In a survey of Quartz readers earlier this summer, we asked:
“Which countries do you trust with your data and personal information?”
The most common answer? “None of the above,” chosen by 54% of the respondents. In contrast, only 35% chose “none of the above” when asked which companies they trusted. Two thirds of people trust a company while less than half trust a government.
The most trusted country? Canada, which was trusted by 23% of the survey audience, beating out the United States at 18%, Germany at 17%, Switzerland at 14%, and Australia, the UK, and New Zealand tying at 12%.
Some countries were trusted much more by their own citizens, especially Canada and New Zealand, at 68% and 64% of their citizens, respectively. Australia and the UK scored 39% and 34%, respectively. The laggard: the US, where only 25% of citizens trust the government with their data and personal information.
This lack of trust could be an issue as the US government grapples with regulating the big tech companies. In the US, 83% of respondents told us that they thought AI should be regulated. But if only 25% trust the government with their data and personal information, will they trust it to regulate the companies that collect such data?

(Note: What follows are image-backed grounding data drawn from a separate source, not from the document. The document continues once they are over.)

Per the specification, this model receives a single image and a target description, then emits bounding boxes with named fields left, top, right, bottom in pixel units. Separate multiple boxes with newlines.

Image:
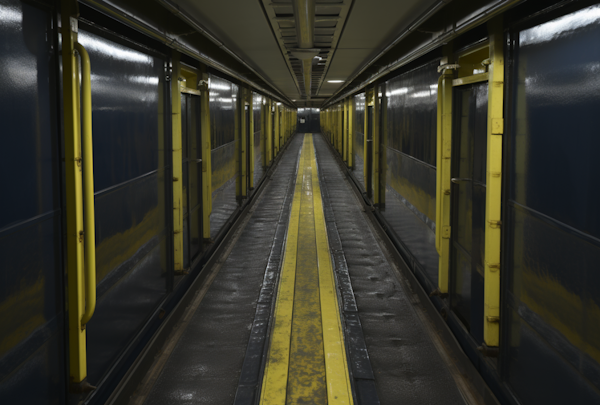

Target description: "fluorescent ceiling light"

left=327, top=80, right=344, bottom=83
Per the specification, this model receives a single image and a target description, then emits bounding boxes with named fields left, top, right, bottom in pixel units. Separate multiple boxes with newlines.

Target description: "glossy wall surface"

left=354, top=93, right=365, bottom=190
left=298, top=108, right=320, bottom=133
left=181, top=94, right=203, bottom=269
left=209, top=74, right=239, bottom=238
left=505, top=5, right=600, bottom=404
left=253, top=92, right=263, bottom=186
left=0, top=1, right=65, bottom=402
left=77, top=29, right=170, bottom=384
left=379, top=61, right=439, bottom=287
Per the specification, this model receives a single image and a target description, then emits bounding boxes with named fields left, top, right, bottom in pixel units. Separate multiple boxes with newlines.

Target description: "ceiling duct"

left=291, top=0, right=318, bottom=99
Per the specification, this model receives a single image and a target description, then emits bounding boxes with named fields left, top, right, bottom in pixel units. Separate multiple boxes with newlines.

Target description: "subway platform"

left=122, top=133, right=487, bottom=405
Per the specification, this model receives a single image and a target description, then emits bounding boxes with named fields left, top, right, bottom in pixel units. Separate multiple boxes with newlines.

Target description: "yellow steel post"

left=337, top=104, right=343, bottom=154
left=261, top=97, right=267, bottom=168
left=364, top=91, right=372, bottom=190
left=334, top=106, right=338, bottom=152
left=249, top=91, right=255, bottom=189
left=61, top=0, right=87, bottom=385
left=200, top=67, right=212, bottom=240
left=274, top=104, right=280, bottom=155
left=171, top=51, right=184, bottom=271
left=436, top=66, right=454, bottom=294
left=333, top=107, right=337, bottom=149
left=74, top=42, right=97, bottom=328
left=283, top=107, right=287, bottom=144
left=348, top=98, right=354, bottom=169
left=266, top=99, right=272, bottom=164
left=484, top=18, right=504, bottom=347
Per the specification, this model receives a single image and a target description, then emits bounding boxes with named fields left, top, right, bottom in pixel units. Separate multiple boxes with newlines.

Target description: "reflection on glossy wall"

left=209, top=74, right=239, bottom=238
left=0, top=1, right=65, bottom=403
left=354, top=93, right=365, bottom=189
left=77, top=29, right=169, bottom=384
left=506, top=5, right=600, bottom=404
left=378, top=62, right=439, bottom=288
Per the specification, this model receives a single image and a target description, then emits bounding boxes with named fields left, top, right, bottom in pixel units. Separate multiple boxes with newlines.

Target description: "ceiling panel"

left=171, top=0, right=441, bottom=106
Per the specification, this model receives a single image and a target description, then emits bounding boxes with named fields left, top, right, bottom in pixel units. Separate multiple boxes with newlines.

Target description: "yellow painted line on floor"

left=309, top=135, right=354, bottom=405
left=287, top=136, right=326, bottom=404
left=260, top=134, right=353, bottom=405
left=259, top=136, right=306, bottom=404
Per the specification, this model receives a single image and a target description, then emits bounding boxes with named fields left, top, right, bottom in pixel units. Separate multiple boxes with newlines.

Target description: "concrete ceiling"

left=174, top=0, right=440, bottom=107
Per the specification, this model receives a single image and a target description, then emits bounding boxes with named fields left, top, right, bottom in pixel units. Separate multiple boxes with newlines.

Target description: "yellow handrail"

left=75, top=42, right=97, bottom=327
left=435, top=74, right=443, bottom=254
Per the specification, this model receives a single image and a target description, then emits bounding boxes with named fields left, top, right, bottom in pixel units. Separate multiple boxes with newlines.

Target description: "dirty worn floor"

left=129, top=133, right=466, bottom=405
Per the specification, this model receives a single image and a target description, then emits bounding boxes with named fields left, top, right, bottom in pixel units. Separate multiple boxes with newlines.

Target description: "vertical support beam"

left=348, top=97, right=354, bottom=169
left=282, top=107, right=287, bottom=144
left=436, top=68, right=453, bottom=294
left=337, top=104, right=343, bottom=154
left=171, top=51, right=184, bottom=271
left=373, top=86, right=381, bottom=205
left=484, top=17, right=504, bottom=347
left=249, top=91, right=255, bottom=189
left=61, top=0, right=87, bottom=385
left=364, top=90, right=373, bottom=193
left=200, top=67, right=212, bottom=240
left=266, top=99, right=273, bottom=164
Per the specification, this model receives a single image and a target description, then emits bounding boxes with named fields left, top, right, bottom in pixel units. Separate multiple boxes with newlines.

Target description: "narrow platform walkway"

left=260, top=134, right=352, bottom=405
left=128, top=133, right=468, bottom=405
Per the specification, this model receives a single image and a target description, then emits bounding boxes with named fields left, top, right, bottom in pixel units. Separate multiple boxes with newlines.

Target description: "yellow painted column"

left=436, top=68, right=453, bottom=294
left=171, top=52, right=184, bottom=271
left=348, top=98, right=354, bottom=169
left=274, top=104, right=280, bottom=155
left=261, top=98, right=268, bottom=168
left=364, top=91, right=371, bottom=191
left=483, top=18, right=504, bottom=347
left=200, top=67, right=212, bottom=240
left=265, top=99, right=274, bottom=166
left=337, top=104, right=343, bottom=154
left=61, top=0, right=87, bottom=385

Especially when you consider that those same people trust three of those companies more than they trust the US government: 50% trust Amazon, 41% trust Apple, and 40% trust Google. Facebook is a different story though. Only 19% of those in the US trust Facebook. And since Facebook is currently the biggest regulatory target in Washington for its role in spreading fake news and Russian-funded political ads, that means it doesn’t have many friends.
Notes: The survey of 1,640 Quartz readers was conducted July 8 – July 15, 2017. The demographics of the survey audience are a representative sample of the Quartz global business readership.